Iowa lawmakers should halt construction on animal confinements until Iowa’s water quality is significantly improved, a coalition of about two dozen state, local and national groups said Tuesday.

The Iowa Alliance for Responsible Agriculture asked lawmakers to support 15 bills tightening oversight of confinements introduced by Sen. David Johnson, an independent from Ocheyeden.

Johnson seeks a moratorium on building or expanding concentrated animal feeding operations, also known as CAFOs, until Iowa’s list of impaired waterways shrinks from 750 to fewer than 100 — and until the rules that dictate where confinements can be located are strengthened.

“Iowans need to push back on this and join together with leaders here in the Legislature to stop the status quo,” said Bill Stowe, CEO of the Des Moines Water Works, which is a member of the coalition.

“Industrial agriculture” is making Iowa’s “rivers, lakes and streams filthy — filthy with nutrients, filthy with bacteria, filthy with organic matter,” said Stowe, whose utility unsuccessfully sued three rural counties in 2015 over high nitrate levels in the Raccoon River, a source of drinking water for 500,000 central Iowa residents.

The agency sought to bring drainage districts, and indirectly farmers, under federal clean water laws.
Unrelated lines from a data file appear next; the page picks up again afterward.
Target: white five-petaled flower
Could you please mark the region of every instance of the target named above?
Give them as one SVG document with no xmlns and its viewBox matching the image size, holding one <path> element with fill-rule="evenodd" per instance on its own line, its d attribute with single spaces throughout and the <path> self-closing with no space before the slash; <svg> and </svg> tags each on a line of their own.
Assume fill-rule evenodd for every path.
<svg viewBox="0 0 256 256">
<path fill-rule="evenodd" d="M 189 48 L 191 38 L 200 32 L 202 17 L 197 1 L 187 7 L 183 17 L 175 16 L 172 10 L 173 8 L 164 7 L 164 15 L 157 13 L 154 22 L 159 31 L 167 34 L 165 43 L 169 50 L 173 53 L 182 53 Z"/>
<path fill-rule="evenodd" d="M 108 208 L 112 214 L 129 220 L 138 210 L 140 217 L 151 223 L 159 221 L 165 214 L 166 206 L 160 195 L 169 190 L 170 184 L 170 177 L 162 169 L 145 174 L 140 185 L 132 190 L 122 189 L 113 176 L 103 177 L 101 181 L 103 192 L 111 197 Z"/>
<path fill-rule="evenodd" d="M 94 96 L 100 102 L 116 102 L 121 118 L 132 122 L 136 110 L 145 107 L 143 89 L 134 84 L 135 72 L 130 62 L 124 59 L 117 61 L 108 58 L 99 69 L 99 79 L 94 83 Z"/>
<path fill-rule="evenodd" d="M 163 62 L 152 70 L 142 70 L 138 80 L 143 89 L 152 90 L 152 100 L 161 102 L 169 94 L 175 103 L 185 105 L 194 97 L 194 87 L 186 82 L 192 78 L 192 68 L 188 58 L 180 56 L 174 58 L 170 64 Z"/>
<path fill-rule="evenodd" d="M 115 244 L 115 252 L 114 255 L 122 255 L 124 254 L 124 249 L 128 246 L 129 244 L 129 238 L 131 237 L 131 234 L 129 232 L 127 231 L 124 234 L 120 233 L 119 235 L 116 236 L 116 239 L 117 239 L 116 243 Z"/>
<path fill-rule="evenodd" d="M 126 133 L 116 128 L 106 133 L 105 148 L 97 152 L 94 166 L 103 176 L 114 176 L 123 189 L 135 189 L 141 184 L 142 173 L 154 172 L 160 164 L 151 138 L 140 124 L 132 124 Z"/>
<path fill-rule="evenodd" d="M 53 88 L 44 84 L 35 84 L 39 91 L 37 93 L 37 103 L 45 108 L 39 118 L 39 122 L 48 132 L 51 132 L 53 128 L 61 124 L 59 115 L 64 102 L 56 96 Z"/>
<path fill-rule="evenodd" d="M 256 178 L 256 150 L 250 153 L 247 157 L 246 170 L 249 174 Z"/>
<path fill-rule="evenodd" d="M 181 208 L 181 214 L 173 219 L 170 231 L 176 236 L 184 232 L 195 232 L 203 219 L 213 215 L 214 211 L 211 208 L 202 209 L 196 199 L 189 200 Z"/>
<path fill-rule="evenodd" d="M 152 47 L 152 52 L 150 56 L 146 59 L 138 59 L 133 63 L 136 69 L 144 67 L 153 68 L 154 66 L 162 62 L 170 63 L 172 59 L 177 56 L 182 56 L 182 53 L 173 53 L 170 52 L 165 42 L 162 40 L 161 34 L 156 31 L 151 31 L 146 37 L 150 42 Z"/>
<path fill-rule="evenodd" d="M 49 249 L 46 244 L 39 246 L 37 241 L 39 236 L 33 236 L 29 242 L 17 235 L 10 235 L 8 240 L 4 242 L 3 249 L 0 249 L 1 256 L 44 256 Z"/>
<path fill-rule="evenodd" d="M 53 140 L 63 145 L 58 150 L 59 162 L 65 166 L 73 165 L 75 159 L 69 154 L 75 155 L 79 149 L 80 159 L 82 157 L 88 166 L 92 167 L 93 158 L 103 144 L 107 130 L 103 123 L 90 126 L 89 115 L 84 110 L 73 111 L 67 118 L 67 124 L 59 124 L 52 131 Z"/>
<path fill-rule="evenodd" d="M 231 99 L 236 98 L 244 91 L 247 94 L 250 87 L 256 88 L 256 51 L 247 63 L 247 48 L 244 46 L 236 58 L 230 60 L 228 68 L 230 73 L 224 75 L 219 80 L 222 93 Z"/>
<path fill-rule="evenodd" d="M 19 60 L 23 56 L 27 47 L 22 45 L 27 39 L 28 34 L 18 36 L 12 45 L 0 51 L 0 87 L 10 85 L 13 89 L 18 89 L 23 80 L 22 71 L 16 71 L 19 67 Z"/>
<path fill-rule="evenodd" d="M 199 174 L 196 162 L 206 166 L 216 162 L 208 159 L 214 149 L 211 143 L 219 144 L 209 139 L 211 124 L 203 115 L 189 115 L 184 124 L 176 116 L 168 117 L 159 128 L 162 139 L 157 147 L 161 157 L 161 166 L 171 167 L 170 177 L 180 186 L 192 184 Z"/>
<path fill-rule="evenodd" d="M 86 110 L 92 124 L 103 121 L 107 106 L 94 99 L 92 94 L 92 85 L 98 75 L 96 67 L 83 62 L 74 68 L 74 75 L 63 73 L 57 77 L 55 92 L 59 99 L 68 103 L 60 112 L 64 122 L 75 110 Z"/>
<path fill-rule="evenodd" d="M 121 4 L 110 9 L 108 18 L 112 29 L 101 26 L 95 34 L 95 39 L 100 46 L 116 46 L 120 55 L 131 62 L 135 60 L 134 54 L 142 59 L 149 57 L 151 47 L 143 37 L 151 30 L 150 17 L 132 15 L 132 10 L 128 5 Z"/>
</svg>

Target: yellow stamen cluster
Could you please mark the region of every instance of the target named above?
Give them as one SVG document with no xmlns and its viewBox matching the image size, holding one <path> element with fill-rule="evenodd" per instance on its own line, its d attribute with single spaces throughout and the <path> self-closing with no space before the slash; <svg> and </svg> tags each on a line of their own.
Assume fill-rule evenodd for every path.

The lawsuit was later dismissed.

Iowa’s pork industry is “already one of the most heavily regulated industries in the state and the call for stricter regulations is unwarranted,” said Curtis Meier, president of the Iowa Pork Producers Association.

“Today’s Iowa pig barns are designed to contain all manure to protect water quality and enable manure use as a valuable fertilizer,” said Meier, who raises pigs near Clarinda.

“Imposing a moratorium on the pork industry would greatly stifle rural Iowa economic activity and limit opportunities for the next generation on the farm,” he said, adding that  Iowa’s pork industry provides more than $8 billion in labor income annually.